Model Evaluation
Once the fine-tuning is complete, you can use the fine-tuned model to generate text for your specific use case. The inference page allows you to input the prompt text and get the model's generated completion text as output.
Evaluation Metrics
During fine-tuning, the model's performance is evaluated using different evaluation metrics. Some of the commonly used evaluation metrics are:
Training Loss: The training loss is the value that the model is trying to minimize during training. It measures how well the model is able to fit the training data. A low training loss can indicate that the model is learning the patterns in the training data well, but it can also indicate overfitting if the validation loss is high.
Validation Loss: The validation loss is the value that measures how well the model is generalizing to new data that it has not seen before. A low validation loss indicates that the model is able to generalize well to new data. If the validation loss is much higher than the training loss, it indicates that the model may be overfitting to the training data.

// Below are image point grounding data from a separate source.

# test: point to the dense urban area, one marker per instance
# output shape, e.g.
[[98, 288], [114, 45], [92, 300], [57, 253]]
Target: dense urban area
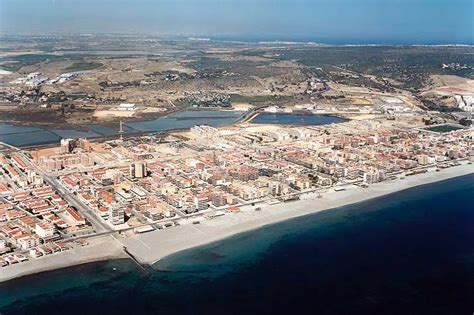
[[401, 112]]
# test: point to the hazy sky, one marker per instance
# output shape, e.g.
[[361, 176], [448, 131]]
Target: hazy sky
[[366, 21]]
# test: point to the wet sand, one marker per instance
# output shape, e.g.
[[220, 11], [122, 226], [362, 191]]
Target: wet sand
[[151, 247]]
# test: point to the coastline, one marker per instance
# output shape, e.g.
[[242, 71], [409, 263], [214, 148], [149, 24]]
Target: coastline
[[152, 247]]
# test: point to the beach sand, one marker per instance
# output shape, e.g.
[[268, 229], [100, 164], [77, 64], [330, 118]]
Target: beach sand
[[151, 247]]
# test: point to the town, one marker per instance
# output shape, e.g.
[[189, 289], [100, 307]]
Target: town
[[55, 199]]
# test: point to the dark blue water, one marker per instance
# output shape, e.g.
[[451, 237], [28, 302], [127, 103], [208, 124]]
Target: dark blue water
[[407, 253], [297, 119]]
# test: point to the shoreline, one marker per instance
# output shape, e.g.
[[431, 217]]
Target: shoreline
[[152, 247]]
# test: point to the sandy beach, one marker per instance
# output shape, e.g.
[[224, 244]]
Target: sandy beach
[[151, 247]]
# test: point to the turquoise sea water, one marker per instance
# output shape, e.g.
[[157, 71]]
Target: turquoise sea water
[[411, 252]]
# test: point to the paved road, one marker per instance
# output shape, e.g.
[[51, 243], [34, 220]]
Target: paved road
[[84, 210]]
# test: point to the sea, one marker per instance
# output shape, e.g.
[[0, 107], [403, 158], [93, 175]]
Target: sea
[[411, 252]]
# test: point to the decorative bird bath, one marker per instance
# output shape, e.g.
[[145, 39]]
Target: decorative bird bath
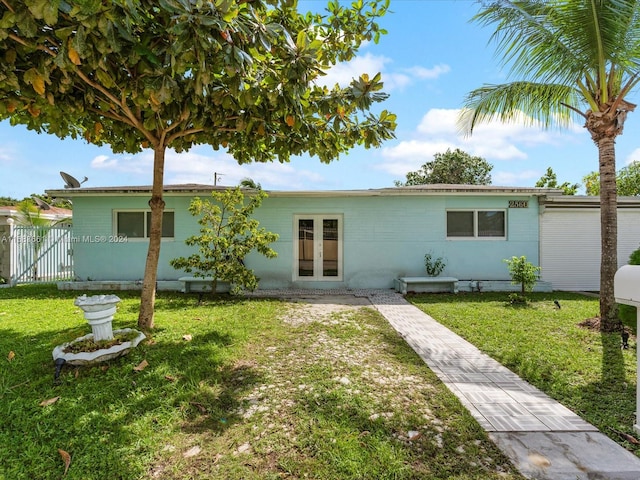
[[98, 311]]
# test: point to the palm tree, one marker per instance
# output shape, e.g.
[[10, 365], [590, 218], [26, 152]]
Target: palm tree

In addition to training loss and validation loss, there are several other evaluation metrics that can be used to evaluate the performance of a fine-tuned model. For text classification tasks, the following metrics are commonly used:
Precision: The fraction of true positive predictions out of all positive predictions. In other words, precision measures how many of the predicted positive results are actually positive.
Recall: The fraction of true positive predictions out of all actual positive examples. In other words, recall measures how many of the actual positive results were correctly predicted.
F1 score: A harmonic mean of precision and recall. It's a balanced measure that combines the two metrics to give an overall evaluation of the model's performance.
Accuracy: The fraction of correct predictions out of all predictions. In other words, accuracy measures how many of the predictions made by the model are correct.